А. Юликов. Черный квадрат. 1981

К счастью советский идеологический тоталитаризм в организационном плане всегда был дырявым. Обеспечить настоящий «железный занавес» не удалось. Особенно это относится к правлению Леонида Брежнева. Ему и членам его Политбюро почти всем было за восемьдесят. Распространяясь из Кремля, атмосфера сенильного маразма действовала на весь управленческий аппарат. Он стремительно терял квалификацию и идеологическую зоркость. Не слишком образованные цензоры пропускали  «крамольные» материалы, а таможенники по невнимательности не замечали в багаже иностранные  книги, альбомы и каталоги. Кроме того, тоталитаризм породил и особый тип гражданского сопротивления – тихий саботаж. Если мы все-таки однажды сумели полистать Art inAmerica и прочие издания по искусству, то это благодаря  сотрудникам Библиотеки Иностранной литературы,  которые обманным путем выписали их из-за границы. Если некоторые из нас проникли в закрытые хранилища Третьяковки и Русского музея и увидели оригиналы Кандинского, Филонова, Малевича, то только потому, что музейные хранители низшего ранга тайком отпирали нам бронированные двери. Были и некоторые официальные прорывы в политики изоляции.  В 1956 году случилась выставка Пикассо , а в 1977 году в Центральном доме литераторов открылась небольшая выставка Татлина, которую «пробил» один из столпов официальной литературы, член ЦК КПСС Константин Симонов  — из любви к жене-искусствоведу Ларисе Жадовой, большой поклоннице авангарда.  
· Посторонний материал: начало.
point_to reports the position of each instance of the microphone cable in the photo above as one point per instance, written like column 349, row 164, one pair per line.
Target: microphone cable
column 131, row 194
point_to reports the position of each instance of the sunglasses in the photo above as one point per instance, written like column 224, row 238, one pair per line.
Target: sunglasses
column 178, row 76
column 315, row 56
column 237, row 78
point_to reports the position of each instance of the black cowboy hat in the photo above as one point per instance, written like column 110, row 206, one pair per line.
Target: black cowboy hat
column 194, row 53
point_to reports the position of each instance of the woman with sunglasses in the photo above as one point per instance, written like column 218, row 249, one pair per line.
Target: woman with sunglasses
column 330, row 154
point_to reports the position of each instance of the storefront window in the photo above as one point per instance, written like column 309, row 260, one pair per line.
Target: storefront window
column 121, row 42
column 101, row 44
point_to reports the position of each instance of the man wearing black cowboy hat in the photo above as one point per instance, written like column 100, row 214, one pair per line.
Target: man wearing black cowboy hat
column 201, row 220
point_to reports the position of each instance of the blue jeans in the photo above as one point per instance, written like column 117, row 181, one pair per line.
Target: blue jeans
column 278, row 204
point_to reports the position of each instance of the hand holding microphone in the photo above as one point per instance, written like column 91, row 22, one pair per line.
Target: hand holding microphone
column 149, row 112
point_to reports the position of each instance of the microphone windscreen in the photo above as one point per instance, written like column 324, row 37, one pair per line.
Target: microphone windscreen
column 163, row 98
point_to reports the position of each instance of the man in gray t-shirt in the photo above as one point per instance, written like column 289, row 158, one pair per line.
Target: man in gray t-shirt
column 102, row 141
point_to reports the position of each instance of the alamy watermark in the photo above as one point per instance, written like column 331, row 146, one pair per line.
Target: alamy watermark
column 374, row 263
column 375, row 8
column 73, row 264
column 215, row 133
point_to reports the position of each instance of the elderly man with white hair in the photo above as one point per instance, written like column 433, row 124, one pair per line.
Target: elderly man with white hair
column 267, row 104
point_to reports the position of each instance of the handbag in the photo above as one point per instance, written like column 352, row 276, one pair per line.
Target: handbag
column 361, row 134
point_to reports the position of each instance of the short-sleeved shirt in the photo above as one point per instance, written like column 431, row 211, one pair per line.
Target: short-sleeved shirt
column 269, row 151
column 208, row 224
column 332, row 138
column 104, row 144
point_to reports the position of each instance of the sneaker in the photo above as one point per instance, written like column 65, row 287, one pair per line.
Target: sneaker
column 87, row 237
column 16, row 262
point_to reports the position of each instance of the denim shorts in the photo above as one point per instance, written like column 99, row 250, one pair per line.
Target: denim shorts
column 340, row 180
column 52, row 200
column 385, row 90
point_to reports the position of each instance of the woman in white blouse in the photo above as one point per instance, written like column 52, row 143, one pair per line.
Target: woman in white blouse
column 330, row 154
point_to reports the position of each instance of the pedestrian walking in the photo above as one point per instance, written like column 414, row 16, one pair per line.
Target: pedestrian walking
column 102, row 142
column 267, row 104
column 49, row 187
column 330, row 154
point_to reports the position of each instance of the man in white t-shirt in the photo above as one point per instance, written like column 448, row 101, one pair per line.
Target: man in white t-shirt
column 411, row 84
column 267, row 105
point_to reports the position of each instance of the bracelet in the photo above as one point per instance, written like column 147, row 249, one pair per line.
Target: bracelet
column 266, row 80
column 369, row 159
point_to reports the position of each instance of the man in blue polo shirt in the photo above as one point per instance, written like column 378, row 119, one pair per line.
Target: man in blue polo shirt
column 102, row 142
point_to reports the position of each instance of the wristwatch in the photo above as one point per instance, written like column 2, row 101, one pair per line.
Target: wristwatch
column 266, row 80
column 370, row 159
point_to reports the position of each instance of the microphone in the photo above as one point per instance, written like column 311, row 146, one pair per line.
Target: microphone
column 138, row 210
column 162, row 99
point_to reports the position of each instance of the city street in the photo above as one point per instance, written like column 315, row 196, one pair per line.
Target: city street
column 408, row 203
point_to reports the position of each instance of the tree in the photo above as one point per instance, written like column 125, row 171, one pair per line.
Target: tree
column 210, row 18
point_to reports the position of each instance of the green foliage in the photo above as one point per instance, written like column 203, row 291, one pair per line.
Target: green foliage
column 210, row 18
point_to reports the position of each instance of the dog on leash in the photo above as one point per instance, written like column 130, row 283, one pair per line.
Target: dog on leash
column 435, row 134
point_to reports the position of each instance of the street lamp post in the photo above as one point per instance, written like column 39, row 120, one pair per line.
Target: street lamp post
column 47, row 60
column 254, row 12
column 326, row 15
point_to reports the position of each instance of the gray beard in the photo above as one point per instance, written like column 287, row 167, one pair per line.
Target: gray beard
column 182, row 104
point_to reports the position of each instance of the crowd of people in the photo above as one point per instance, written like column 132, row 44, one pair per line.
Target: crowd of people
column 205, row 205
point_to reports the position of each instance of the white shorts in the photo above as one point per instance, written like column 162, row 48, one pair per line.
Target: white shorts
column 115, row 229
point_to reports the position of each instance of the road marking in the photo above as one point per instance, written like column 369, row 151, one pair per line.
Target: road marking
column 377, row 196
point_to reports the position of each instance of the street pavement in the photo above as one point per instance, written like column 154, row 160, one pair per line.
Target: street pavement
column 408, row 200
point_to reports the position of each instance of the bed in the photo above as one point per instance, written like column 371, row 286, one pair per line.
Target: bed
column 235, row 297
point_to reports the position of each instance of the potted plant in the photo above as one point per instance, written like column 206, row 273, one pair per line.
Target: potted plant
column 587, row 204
Но всех источников штучной информации  и хрупких  тропинок связи с Западом не хватало, чтобы создать в обществе и даже в художественной среде достаточный объем знаний, который бы мог активно противостоять идеологическому  мифу  о советском искусстве. Этот миф был продолжением – в упрощенном виде – славянофильских концепций Х1Х века  о противостоянии цивилизаций России и Запада и обособленном пути русской культуры. Уже на примере  «критического реализма» подчеркивалось принципиальное  отличие ангажированного русского искусства от  бессюжетного эстетизма импрессионистов. Идеологи «победившего социализма»  заменили подобный компаративизм  доктринерским тезисом о советском искусстве как результате победы над  модернизмом и новейшим авангардом.  Соцреализм виделся им  искусством после конца истории. В нем гонка стилей и направлений закончилась, успокоилась в «окончательном решении». Этой схоластике в брежневские времена никто уже не верил, но советский миф работал даже лучше, чем в 1930-е годы. Он создал и поддерживал во всех школах и Академиях репрессивное  принуждение (и самопринуждение) молодых художников к слегка осовремененному реализму. Людей заставляли говорить на архаичном визуальном языке и это давало настолько низкий уровень художественной продукции, что ее в обществе за искусство никто не считал. Никто эту продукцию не коллекционировал, не вешал дома на стены. С выставок она прямиком грузовиками отправлялась на склады. Советская интеллигенция жила ощущением, что национальная культура литературоцентрична. Поэзия – да! А способность к пластическим и визуальным искусствам как будто бы в наших людях исчерпалась. Искусство у нас кончилось. Как кончилась и архитектура, сменившись промышленным блочным домостроением.  Кто-то даже объявлял живописное виденье, пластическое чутье вообще не свойственным русскому национальному гению.  За настоящей живописью шли в Пушкинский музей, где время от времени проходили выставки иностранных мастеров (Моранди, Ван-Гог), посмотреть которые съезжался весь Советский Союз и очереди на которые исчислялись не часами, а днями. Общество испытывало, таким образом, не только дефицит продуктов, но и неутоленную жажду живого искусства. 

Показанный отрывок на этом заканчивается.